Is it possible to think you are “saved” when you are not? Could you have missed something critically important on your spiritual journey that must precede true salvation?
A familiar and dramatic passage of scripture sets forth a profound truth that is often overlooked by Christians (and non-Christians alike) when it comes to being born again.
Here’s Acts 16:25-31 to set the scene:
“Now about midnight Paul and Silas were praying and singing … suddenly there was a great earthquake … and immediately all the doors were opened, and everyone’s chains were unfastened. When the jailer awoke and saw the prison doors opened, he drew his sword and was about to kill himself, thinking that the prisoners had escaped.
“But Paul called out with a loud voice, saying, ‘Do not harm yourself, for we are all here!’ And the jailer asked for lights and rushed in, and trembling with fear, he fell down before Paul and Silas; and after he brought them out, he said, ‘Sirs, what must I do to be saved?’ They said, ‘Believe in the Lord Jesus, and you will be saved …’”
The late Believer’s Bible Commentary author Bill MacDonald explained, “Now a new emotion swept over the jailer. His fears of losing his job and perhaps his life gave way to deep conviction of sin. He was now afraid to meet God in his sins. He cried, ‘Sirs, what must I do to be saved?’ This question must precede every genuine case of conversion. A man must know he is lost before he can be saved. It is premature to tell a man how to be saved until first he can say from his heart, ‘I truly deserve to go to Hell’”
I was raised in a denominational religious tradition that seemed to be saying that all I had to do for a better than even chance of making it to Heaven is to climb on their complex and ornate little “religious treadmill” and start pedaling.
“The one who believes in the Son has eternal life; but the one who does not obey the Son will not see life, but the wrath of God remains on him.”
John 3:36
Never was the notion of being spiritually “lost,” as a starting condition, ever mentioned or emphasized. Instead, I was told that all I had to “do” was tow the ecclesiastical line.
Decades later I learned the hard way that I was indeed spiritually lost and deserving of Hell. People used to hit around the subject but never put it out there, like the scriptures do.

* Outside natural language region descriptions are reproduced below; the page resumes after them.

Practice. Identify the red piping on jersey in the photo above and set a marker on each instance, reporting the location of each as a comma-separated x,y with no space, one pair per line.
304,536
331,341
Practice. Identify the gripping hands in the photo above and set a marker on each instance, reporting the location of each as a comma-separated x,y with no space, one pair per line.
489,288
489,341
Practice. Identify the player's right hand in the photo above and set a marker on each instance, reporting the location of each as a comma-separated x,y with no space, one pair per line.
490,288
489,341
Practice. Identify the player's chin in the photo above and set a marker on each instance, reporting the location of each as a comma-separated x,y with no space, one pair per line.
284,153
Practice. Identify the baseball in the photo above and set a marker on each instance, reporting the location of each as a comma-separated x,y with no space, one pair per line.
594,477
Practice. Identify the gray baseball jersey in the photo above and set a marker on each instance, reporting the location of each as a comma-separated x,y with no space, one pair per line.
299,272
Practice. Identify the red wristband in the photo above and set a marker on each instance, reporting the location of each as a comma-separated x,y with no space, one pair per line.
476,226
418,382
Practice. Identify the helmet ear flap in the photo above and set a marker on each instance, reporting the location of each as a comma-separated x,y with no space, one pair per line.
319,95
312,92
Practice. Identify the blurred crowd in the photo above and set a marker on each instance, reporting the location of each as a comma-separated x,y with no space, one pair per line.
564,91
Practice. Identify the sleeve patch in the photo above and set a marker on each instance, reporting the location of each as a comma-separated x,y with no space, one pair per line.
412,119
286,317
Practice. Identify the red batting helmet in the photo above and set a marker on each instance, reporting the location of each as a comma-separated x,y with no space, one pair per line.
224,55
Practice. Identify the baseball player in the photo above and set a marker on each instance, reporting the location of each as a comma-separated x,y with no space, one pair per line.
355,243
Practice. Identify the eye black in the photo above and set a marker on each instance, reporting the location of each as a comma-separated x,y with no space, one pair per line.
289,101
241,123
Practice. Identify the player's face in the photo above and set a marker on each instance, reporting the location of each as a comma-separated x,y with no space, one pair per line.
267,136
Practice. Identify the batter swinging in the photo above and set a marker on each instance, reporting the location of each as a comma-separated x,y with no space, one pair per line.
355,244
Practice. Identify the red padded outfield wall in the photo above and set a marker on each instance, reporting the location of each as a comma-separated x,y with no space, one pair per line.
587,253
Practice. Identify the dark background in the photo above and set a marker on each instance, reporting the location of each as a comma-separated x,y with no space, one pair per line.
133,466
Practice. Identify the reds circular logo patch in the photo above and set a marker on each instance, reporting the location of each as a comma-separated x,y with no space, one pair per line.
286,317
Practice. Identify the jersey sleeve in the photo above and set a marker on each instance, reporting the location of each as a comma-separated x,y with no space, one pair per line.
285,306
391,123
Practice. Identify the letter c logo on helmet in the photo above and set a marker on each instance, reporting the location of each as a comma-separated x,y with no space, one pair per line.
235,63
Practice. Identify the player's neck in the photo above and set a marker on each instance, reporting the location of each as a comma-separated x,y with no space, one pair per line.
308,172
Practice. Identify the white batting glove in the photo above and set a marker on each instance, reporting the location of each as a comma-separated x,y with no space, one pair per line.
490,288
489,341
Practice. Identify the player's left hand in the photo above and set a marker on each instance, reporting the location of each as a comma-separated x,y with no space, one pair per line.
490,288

For example, in John 3:36:
“The one who believes in the Son has eternal life; but the one who does not obey the Son will not see life, but the wrath of God remains on him.”
And Revelation 20:14-15:
“Then Death and Hades were thrown into the lake of fire. This is the second death, the lake of fire. And if anyone’s name was not found written in the book of life, he was thrown into the lake of fire.”
Ouch!
Dallas Willard insightfully comments on why so many people expose themselves to such unthinkable dangers:
“Thus no one chooses in the abstract to go to hell or even be the kind of person who belongs there. But their orientation toward self leads them to become the kind of person for whom away — from — God is the only place for which they are suited. It is a place they would, in the end, choose for themselves, rather than come to humble themselves before God and accept who he is. Whether or not God’s will is infinitely flexible, the human will is not. There are limits beyond which it cannot bend back, cannot turn or repent.”
Denial Is Not an Option
The real problem lies with our “orientation toward self” as Willard says.
We don’t see ourselves as God sees us. We look around and compare ourselves with other fallen humans and think we’re just fine. The trouble is, we’re using the wrong yardstick.

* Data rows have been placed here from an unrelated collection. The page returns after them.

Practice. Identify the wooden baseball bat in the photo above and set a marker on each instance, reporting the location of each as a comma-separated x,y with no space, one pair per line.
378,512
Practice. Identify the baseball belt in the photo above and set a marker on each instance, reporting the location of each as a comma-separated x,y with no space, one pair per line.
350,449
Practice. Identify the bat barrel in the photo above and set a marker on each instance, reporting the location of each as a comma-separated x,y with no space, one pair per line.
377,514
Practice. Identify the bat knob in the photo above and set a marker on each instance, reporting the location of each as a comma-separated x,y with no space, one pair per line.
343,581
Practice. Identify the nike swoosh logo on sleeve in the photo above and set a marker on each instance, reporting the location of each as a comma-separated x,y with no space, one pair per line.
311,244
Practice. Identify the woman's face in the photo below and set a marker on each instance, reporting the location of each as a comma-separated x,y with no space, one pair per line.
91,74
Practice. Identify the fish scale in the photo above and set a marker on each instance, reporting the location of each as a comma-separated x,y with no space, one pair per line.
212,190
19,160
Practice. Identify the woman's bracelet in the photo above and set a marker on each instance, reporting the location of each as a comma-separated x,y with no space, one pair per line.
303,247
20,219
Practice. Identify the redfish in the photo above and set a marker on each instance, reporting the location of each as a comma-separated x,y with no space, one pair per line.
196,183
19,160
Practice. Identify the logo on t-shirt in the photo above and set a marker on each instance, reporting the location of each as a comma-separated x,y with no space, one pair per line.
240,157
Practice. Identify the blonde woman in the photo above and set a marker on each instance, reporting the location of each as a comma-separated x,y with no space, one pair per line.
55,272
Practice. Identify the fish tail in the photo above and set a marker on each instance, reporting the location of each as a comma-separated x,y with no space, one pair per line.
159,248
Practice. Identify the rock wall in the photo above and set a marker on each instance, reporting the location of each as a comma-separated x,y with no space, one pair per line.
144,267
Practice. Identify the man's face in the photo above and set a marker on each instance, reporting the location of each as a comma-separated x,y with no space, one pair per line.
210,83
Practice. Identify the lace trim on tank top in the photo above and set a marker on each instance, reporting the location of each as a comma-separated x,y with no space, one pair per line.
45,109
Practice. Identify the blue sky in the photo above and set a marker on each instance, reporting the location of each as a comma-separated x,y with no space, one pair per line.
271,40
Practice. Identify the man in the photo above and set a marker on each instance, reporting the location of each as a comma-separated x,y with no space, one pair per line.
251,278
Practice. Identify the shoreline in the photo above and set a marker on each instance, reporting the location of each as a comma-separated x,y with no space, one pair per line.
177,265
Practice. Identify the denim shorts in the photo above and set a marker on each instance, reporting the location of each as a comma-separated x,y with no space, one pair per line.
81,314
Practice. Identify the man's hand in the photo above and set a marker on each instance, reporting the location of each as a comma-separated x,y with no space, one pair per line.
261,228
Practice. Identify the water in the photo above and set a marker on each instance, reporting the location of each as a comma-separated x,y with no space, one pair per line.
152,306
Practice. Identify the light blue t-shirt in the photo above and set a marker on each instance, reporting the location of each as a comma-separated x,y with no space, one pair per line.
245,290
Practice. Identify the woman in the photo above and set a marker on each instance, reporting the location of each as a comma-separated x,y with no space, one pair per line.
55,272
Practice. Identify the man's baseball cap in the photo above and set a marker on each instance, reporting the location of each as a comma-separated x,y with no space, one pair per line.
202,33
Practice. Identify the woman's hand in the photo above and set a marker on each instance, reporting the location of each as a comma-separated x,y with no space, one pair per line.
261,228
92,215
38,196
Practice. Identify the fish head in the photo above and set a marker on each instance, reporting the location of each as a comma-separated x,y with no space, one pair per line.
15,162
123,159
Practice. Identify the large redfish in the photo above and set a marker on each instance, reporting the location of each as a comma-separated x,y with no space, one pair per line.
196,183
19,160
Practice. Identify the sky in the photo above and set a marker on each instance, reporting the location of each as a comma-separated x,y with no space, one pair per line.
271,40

But, as written in Matthew 5:48, God says, “Therefore you shall be perfect, as your heavenly Father is perfect.”
No grading on a curve here. His standard is the one that counts.
This is why the Gospel of Christ is so mission critical to anyone who reaches a similar point of desperation as the jailer who cried out, “What must I do to be saved?”
Time does not permit in this essay to unfold the whole story but here is a hint: While you or I cannot ever meet God’s standard of righteous perfection, Jesus Christ did — and His righteousness is available to us by faith — IF we’ll stop flailing about on our own.
As Matthew 7:13-14 says, “Enter through the narrow gate; for the gate is wide and the way is broad that leads to destruction, and there are many who enter through it. For the gate is narrow and the way is constricted that leads to life, and there are few who find it.”